For almost nine months, a U.S. citizen illegally detained by the U.S. military in Iraq without charges has been fighting in court for his freedom. Wednesday night, the Trump administration told the judge that it was going to let him go — but with a deadly catch.
The government said that it plans to drop off our client in Syria, either in a town or outside a refugee camp. He would have no identification or assurances of protection. This isn’t a safe release, it’s a death sentence, and we will soon be challenging it in court. As the U.S. government itself says in State Department travel advisories, no place in Syria is safe for U.S. citizens.
Our client was detained in September by Kurdish forces in Syria and transferred to U.S. military custody in Iraq. The Trump administration has held this American as an “enemy combatant,” claiming that he fought for ISIS, which he denies. Now, with a court hearing scheduled in less than two weeks on whether the government can legally hold him, it wants to suddenly abandon him in the country he was trying to flee after being shot at, beaten, and threatened with death.
The government’s notification of its plans, which it said it won’t carry out for at least 72 hours, is a crucial development in the case for another reason: The government is admitting that it has no reason to keep our client locked up and that he poses no threat.

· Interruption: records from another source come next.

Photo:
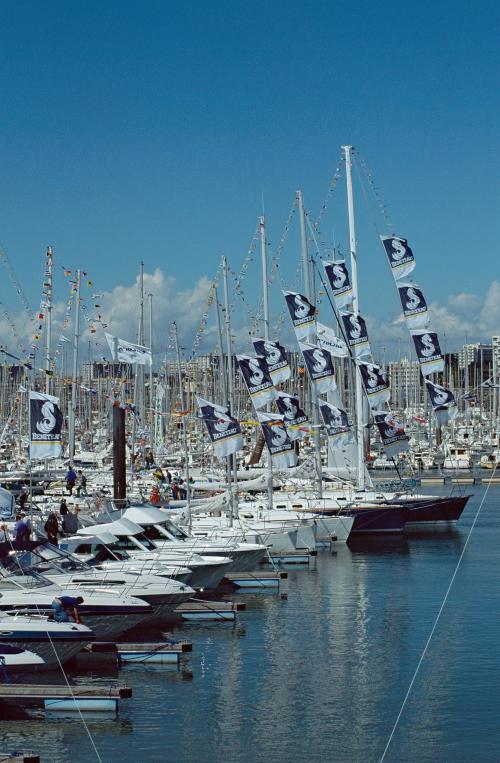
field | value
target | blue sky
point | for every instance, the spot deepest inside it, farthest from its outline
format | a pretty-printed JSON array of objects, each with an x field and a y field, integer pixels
[{"x": 153, "y": 130}]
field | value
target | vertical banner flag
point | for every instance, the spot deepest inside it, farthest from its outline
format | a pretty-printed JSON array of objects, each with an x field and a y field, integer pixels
[
  {"x": 126, "y": 352},
  {"x": 278, "y": 441},
  {"x": 223, "y": 430},
  {"x": 257, "y": 379},
  {"x": 338, "y": 277},
  {"x": 376, "y": 387},
  {"x": 302, "y": 314},
  {"x": 443, "y": 402},
  {"x": 336, "y": 422},
  {"x": 293, "y": 415},
  {"x": 328, "y": 340},
  {"x": 428, "y": 352},
  {"x": 356, "y": 333},
  {"x": 393, "y": 436},
  {"x": 45, "y": 426},
  {"x": 399, "y": 254},
  {"x": 275, "y": 357},
  {"x": 319, "y": 367},
  {"x": 414, "y": 305}
]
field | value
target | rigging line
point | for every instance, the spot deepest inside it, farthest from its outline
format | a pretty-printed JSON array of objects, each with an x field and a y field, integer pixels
[{"x": 441, "y": 608}]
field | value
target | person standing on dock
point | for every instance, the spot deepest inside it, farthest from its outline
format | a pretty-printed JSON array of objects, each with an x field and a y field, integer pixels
[
  {"x": 70, "y": 479},
  {"x": 63, "y": 606}
]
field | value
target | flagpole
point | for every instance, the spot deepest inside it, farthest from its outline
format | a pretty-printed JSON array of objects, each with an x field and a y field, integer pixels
[
  {"x": 311, "y": 297},
  {"x": 76, "y": 335},
  {"x": 355, "y": 308}
]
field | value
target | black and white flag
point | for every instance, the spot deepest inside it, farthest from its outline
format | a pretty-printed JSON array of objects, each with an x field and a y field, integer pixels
[
  {"x": 340, "y": 283},
  {"x": 257, "y": 379},
  {"x": 414, "y": 305},
  {"x": 399, "y": 254},
  {"x": 375, "y": 384},
  {"x": 328, "y": 340},
  {"x": 293, "y": 415},
  {"x": 279, "y": 444},
  {"x": 275, "y": 357},
  {"x": 126, "y": 352},
  {"x": 223, "y": 430},
  {"x": 356, "y": 333},
  {"x": 392, "y": 434},
  {"x": 443, "y": 402},
  {"x": 45, "y": 426},
  {"x": 319, "y": 367},
  {"x": 302, "y": 313},
  {"x": 336, "y": 423},
  {"x": 428, "y": 351}
]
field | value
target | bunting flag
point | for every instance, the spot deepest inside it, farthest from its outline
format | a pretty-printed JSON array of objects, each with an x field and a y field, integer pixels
[
  {"x": 257, "y": 379},
  {"x": 356, "y": 334},
  {"x": 376, "y": 387},
  {"x": 428, "y": 352},
  {"x": 126, "y": 352},
  {"x": 223, "y": 430},
  {"x": 490, "y": 384},
  {"x": 302, "y": 313},
  {"x": 442, "y": 401},
  {"x": 275, "y": 357},
  {"x": 399, "y": 254},
  {"x": 45, "y": 426},
  {"x": 279, "y": 444},
  {"x": 392, "y": 434},
  {"x": 414, "y": 305},
  {"x": 293, "y": 415},
  {"x": 336, "y": 423},
  {"x": 328, "y": 340},
  {"x": 319, "y": 367},
  {"x": 340, "y": 284}
]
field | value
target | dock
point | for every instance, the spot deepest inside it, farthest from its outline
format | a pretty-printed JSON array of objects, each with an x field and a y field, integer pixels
[{"x": 64, "y": 698}]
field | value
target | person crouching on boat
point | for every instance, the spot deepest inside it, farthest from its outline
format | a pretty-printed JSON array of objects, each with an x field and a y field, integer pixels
[{"x": 64, "y": 606}]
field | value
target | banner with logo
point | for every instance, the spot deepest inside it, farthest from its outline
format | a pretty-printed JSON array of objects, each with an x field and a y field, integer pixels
[
  {"x": 293, "y": 415},
  {"x": 302, "y": 313},
  {"x": 443, "y": 402},
  {"x": 375, "y": 384},
  {"x": 428, "y": 352},
  {"x": 336, "y": 423},
  {"x": 279, "y": 444},
  {"x": 340, "y": 283},
  {"x": 319, "y": 367},
  {"x": 275, "y": 357},
  {"x": 223, "y": 430},
  {"x": 356, "y": 333},
  {"x": 45, "y": 426},
  {"x": 399, "y": 254},
  {"x": 413, "y": 304},
  {"x": 126, "y": 352},
  {"x": 392, "y": 434},
  {"x": 328, "y": 340},
  {"x": 257, "y": 379}
]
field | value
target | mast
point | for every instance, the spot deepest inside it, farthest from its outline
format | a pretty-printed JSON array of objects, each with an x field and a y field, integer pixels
[
  {"x": 74, "y": 380},
  {"x": 48, "y": 336},
  {"x": 184, "y": 432},
  {"x": 355, "y": 306},
  {"x": 306, "y": 270},
  {"x": 265, "y": 292}
]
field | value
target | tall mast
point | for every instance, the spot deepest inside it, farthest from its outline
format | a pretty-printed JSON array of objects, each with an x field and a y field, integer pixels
[
  {"x": 74, "y": 381},
  {"x": 184, "y": 431},
  {"x": 48, "y": 303},
  {"x": 265, "y": 292},
  {"x": 311, "y": 297},
  {"x": 355, "y": 306}
]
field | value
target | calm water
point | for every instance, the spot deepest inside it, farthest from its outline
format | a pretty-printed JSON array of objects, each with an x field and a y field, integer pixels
[{"x": 321, "y": 675}]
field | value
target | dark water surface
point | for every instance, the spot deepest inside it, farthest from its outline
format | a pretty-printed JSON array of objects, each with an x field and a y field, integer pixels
[{"x": 322, "y": 675}]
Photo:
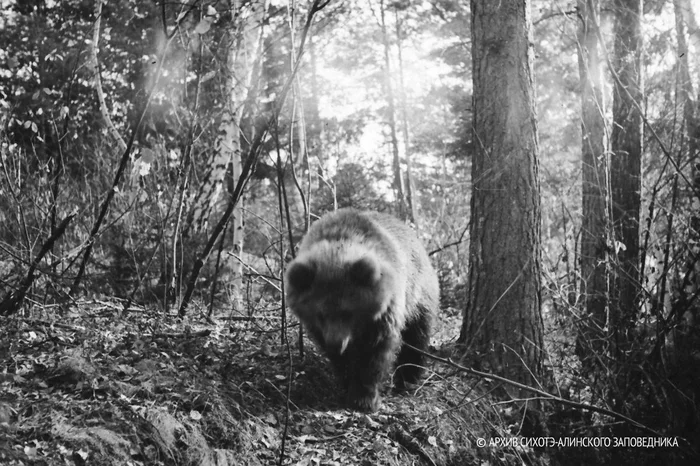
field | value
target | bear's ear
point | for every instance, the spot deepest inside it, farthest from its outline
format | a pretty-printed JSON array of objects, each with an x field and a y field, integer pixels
[
  {"x": 300, "y": 275},
  {"x": 365, "y": 271}
]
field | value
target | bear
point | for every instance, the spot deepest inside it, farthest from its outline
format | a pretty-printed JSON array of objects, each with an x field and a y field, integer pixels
[{"x": 363, "y": 286}]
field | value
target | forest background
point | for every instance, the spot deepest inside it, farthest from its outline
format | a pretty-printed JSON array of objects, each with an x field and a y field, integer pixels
[{"x": 168, "y": 156}]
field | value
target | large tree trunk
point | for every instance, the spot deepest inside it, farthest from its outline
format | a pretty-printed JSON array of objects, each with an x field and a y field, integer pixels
[
  {"x": 503, "y": 318},
  {"x": 594, "y": 224},
  {"x": 243, "y": 50},
  {"x": 625, "y": 168},
  {"x": 399, "y": 190}
]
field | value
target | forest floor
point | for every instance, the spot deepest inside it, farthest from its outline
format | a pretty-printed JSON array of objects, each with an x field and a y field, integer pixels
[{"x": 94, "y": 386}]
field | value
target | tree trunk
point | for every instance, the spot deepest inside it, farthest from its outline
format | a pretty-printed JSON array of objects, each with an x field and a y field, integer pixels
[
  {"x": 243, "y": 50},
  {"x": 594, "y": 224},
  {"x": 399, "y": 190},
  {"x": 503, "y": 319},
  {"x": 410, "y": 190},
  {"x": 625, "y": 168}
]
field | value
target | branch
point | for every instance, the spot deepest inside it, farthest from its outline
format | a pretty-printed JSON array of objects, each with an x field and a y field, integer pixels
[
  {"x": 247, "y": 169},
  {"x": 124, "y": 159},
  {"x": 14, "y": 299},
  {"x": 98, "y": 80},
  {"x": 542, "y": 393}
]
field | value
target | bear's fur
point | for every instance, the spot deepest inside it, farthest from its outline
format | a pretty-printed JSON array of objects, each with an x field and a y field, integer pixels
[{"x": 362, "y": 284}]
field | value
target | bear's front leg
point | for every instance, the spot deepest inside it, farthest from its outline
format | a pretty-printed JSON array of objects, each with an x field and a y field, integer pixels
[{"x": 369, "y": 368}]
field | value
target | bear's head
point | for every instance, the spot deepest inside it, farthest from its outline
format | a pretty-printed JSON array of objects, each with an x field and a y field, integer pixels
[{"x": 337, "y": 292}]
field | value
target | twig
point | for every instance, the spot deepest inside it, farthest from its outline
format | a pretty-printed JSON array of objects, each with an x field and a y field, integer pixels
[
  {"x": 14, "y": 299},
  {"x": 537, "y": 391}
]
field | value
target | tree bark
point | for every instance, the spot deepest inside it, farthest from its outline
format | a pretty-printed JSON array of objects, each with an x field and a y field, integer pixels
[
  {"x": 243, "y": 50},
  {"x": 502, "y": 319},
  {"x": 595, "y": 186},
  {"x": 399, "y": 189},
  {"x": 625, "y": 168}
]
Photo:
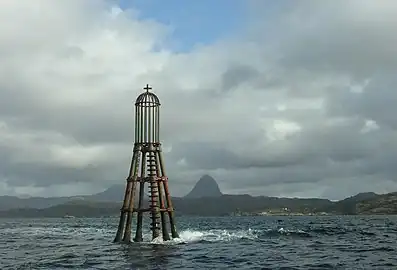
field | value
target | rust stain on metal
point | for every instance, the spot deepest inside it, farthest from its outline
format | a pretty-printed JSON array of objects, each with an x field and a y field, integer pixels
[{"x": 147, "y": 166}]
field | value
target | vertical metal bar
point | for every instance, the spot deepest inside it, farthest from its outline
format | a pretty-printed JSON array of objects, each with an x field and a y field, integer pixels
[
  {"x": 138, "y": 234},
  {"x": 168, "y": 198},
  {"x": 133, "y": 177}
]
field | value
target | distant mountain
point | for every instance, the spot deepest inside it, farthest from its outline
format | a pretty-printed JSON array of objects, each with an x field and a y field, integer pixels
[
  {"x": 348, "y": 205},
  {"x": 205, "y": 187},
  {"x": 381, "y": 204},
  {"x": 226, "y": 205}
]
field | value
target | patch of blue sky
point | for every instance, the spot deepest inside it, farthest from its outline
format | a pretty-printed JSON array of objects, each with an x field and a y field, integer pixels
[{"x": 193, "y": 22}]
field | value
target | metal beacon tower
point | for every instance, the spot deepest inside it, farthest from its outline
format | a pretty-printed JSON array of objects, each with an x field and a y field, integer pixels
[{"x": 147, "y": 166}]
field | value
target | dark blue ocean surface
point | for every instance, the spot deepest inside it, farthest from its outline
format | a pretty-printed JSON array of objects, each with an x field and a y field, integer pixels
[{"x": 205, "y": 243}]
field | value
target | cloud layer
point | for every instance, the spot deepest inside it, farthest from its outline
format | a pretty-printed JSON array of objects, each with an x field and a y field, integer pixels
[{"x": 302, "y": 103}]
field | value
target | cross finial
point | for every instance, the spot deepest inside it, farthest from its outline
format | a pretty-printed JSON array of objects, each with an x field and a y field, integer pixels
[{"x": 147, "y": 88}]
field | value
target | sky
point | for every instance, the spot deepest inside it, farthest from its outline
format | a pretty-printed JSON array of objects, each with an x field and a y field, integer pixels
[{"x": 289, "y": 98}]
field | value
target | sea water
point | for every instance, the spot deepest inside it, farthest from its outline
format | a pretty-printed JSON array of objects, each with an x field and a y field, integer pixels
[{"x": 268, "y": 242}]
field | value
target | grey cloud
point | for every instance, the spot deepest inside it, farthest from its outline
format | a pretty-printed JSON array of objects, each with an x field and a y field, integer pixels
[{"x": 312, "y": 55}]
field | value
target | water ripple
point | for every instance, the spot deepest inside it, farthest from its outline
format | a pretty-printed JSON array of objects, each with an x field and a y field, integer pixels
[{"x": 205, "y": 243}]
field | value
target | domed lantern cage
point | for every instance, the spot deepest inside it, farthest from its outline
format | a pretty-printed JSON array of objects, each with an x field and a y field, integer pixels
[{"x": 147, "y": 166}]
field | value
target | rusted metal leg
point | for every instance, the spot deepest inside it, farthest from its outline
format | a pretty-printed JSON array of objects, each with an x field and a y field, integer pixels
[
  {"x": 123, "y": 210},
  {"x": 138, "y": 234},
  {"x": 127, "y": 232},
  {"x": 174, "y": 233},
  {"x": 164, "y": 229},
  {"x": 120, "y": 228}
]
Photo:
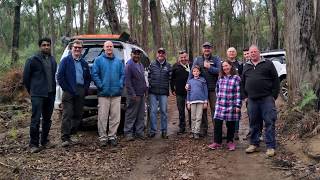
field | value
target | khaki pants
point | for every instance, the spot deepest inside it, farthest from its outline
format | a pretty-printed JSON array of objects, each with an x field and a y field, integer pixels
[
  {"x": 108, "y": 108},
  {"x": 196, "y": 115}
]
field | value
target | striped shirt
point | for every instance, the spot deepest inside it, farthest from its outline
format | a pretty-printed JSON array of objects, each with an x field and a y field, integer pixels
[{"x": 228, "y": 98}]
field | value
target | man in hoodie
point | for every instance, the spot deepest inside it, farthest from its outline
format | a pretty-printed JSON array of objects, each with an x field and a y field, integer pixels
[
  {"x": 108, "y": 75},
  {"x": 74, "y": 78},
  {"x": 39, "y": 80}
]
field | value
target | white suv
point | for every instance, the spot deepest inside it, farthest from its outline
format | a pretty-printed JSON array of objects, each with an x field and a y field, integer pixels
[{"x": 278, "y": 57}]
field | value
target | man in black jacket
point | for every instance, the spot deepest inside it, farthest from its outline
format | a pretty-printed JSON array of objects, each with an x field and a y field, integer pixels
[
  {"x": 39, "y": 80},
  {"x": 159, "y": 77},
  {"x": 179, "y": 78},
  {"x": 261, "y": 87}
]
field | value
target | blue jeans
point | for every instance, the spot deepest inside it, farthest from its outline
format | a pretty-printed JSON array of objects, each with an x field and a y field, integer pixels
[
  {"x": 262, "y": 109},
  {"x": 154, "y": 101}
]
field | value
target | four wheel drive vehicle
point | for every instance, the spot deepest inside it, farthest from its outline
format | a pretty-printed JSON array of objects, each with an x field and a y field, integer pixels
[
  {"x": 278, "y": 57},
  {"x": 92, "y": 48}
]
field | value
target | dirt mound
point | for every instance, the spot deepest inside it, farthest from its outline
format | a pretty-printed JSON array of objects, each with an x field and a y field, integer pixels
[{"x": 11, "y": 87}]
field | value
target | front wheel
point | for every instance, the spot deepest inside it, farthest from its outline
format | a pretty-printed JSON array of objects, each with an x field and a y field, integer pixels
[{"x": 284, "y": 89}]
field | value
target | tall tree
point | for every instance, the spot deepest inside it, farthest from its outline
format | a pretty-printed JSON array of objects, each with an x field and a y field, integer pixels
[
  {"x": 156, "y": 30},
  {"x": 111, "y": 14},
  {"x": 273, "y": 21},
  {"x": 68, "y": 19},
  {"x": 302, "y": 41},
  {"x": 16, "y": 32},
  {"x": 145, "y": 24},
  {"x": 81, "y": 4}
]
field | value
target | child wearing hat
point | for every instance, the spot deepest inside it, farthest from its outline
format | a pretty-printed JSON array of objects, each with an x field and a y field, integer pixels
[{"x": 197, "y": 99}]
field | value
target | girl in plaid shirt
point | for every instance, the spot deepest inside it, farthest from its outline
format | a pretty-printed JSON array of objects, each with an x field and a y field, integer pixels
[{"x": 228, "y": 105}]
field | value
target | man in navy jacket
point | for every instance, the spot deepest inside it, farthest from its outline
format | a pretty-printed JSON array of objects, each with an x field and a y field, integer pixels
[
  {"x": 74, "y": 78},
  {"x": 39, "y": 80}
]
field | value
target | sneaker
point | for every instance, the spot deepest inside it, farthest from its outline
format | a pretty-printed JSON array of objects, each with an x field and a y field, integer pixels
[
  {"x": 231, "y": 146},
  {"x": 113, "y": 142},
  {"x": 65, "y": 143},
  {"x": 270, "y": 152},
  {"x": 35, "y": 149},
  {"x": 181, "y": 131},
  {"x": 164, "y": 135},
  {"x": 214, "y": 146},
  {"x": 251, "y": 149},
  {"x": 103, "y": 143}
]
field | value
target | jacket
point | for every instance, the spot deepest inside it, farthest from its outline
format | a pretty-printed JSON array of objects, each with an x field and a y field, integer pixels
[
  {"x": 260, "y": 80},
  {"x": 211, "y": 74},
  {"x": 66, "y": 75},
  {"x": 108, "y": 75},
  {"x": 159, "y": 76},
  {"x": 34, "y": 76},
  {"x": 198, "y": 91},
  {"x": 179, "y": 79},
  {"x": 135, "y": 82}
]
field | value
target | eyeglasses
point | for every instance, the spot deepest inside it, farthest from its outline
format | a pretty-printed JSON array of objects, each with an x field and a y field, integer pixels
[{"x": 77, "y": 47}]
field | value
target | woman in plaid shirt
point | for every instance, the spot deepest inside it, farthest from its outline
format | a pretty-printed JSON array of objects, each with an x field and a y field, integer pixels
[{"x": 228, "y": 105}]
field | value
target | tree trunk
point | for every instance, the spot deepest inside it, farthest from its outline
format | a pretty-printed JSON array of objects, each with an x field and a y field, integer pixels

But instead of offering a safe release — as it is obligated to do under the Constitution, international law, and Department of Defense policies — the Trump administration wants to dump this American on the side of the road in a war-torn country without any assurances of protection. Treating anyone in such a disgraceful way is outrageous, and it’s frankly astonishing that the government proposes to do this to one of its own citizens.
The State Department gives Syria its highest level of warning for U.S. citizens: “Do not travel,” adding that “No part of Syria is safe from violence.” The State Department even goes so far as to advise Americans intent on going there that they should first draft a will, make funeral arrangements, and leave DNA samples with their doctor — presumably to identify remains. The Trump administration won’t even deport Syrians from the U.S. to Syria because it said that doing so “would pose a serious threat to their personal safety.”
In April, the government tried to transfer the American to the custody of another government against his will. We successfully argued in both the district court and appeals court that such a forcible transfer would violate his constitutional rights.
Now our fight for our client’s right to due process has also become a fight for his right to life. A court hearing is scheduled for Friday morning in Washington. This American deserves to be set free — but not like this.